May 29, 2015
By Joe Maniscalco
New York, NY – The de Blasio administration is hitting back at organized labor groups this week after the New York State AFL-CIO and New York City Central Labor Council both lambasted Hizzoner’s plan to extend the 421-a tax abatement without also including a prevailing wage mandate for construction workers, and calling the move a “slap in the face” to hardworking men and women.
Organized labor’s criticism directly challenges the mayor’s often cited mission to combat income inequality by basically saying that, among other things, an important opportunity to create solid middle class jobs with higher wages and benefits, is being missed in favor of further tax breaks for wealthy affordable housing developers.
But on Thursday, de Blasio spokesperson Wiley Norvell said that the mayor’s 421-a plan would double the amount of affordable housing while also boosting the number of available good jobs.
“This mayor and administration have proven themselves ardent supporters of working people and the labor movement — nobody can argue that isn’t the case with a straight face,” Norvell said.
The mayor's spokesperson went on to warn that efforts favored in Albany to extend the 421-a tax abatement in its present form, would result in an “indefensible outcome.”

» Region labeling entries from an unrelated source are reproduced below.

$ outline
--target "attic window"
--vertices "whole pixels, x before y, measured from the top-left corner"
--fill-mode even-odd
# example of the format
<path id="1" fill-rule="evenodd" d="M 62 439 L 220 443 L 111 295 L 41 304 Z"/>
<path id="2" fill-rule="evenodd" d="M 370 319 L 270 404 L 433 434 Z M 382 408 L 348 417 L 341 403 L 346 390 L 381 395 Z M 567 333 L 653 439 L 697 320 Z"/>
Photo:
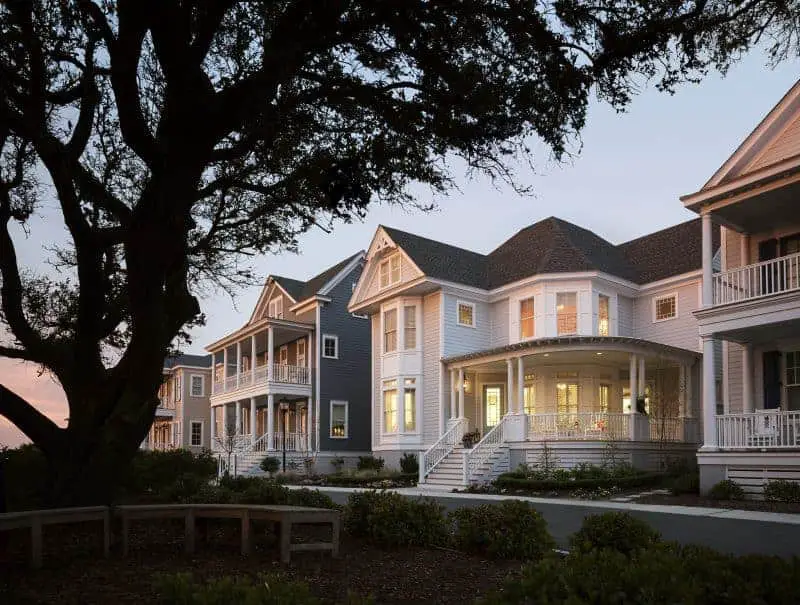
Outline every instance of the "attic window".
<path id="1" fill-rule="evenodd" d="M 400 255 L 395 254 L 380 264 L 381 288 L 388 288 L 400 282 Z"/>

“Anyone seeking to preserve the status quo is fighting for fewer prevailing wage jobs and less of the affordable housing New Yorkers desperately need,” Norvell said. “If 421-a is simply extended as-is, as some are seeking up in Albany, there will be no prevailing wage construction jobs, far fewer building service workers making prevailing wages and no progress on affordable housing for tens of thousands in desperate need.”
In a statement issued earlier in the week, New York State AFL-CIO President Mario Cilento said, “It is deeply disappointing that the mayor is choosing not to recognize the importance of creating solid middle class jobs with fair wages for construction workers on 421-a projects. The City of New York should be supporting prevailing wages for all workers, particularly on affordable housing projects that give tax breaks to wealthy developers.”
In his statement, NYC Central Labor Council President Vincent Alvarez said that all working New Yorkers deserve middle class wages, benefits, and access to affordable housing.
“The city's decision to exclude workers from earning higher wages and other benefits of an improved 421-a program is a slap in the face to the hardworking men and women who have helped to build our city,” Alvarez said. “If we are serious about combatting income inequality, then our government must work to address the needs of all workers. Instead of focusing on tax breaks for the wealthy, our city must prioritize the creation of middle class jobs for all working people."
Hector Figueroa, head of 32BJ, said that his union of property service workers supports the mayor's proposed 421-a extension with "increased requirments for affordable housing and good jobs for building service workers."
"We have always strongly advocated that publicly subsidized developments must provide good jobs," Figueroa said in a statement. "That is why we strongly support the principle of prevailing wage protections for all workers and hope that construction unions and the real estate industry can come to an agreement that provides good jobs for all workers and more affordable housing for New York City's working families."
Construction worker advocates continue to challenge the administration on the city’s ongoing reliance on developers who have historically been charged with outrageous worker abuses and wage theft.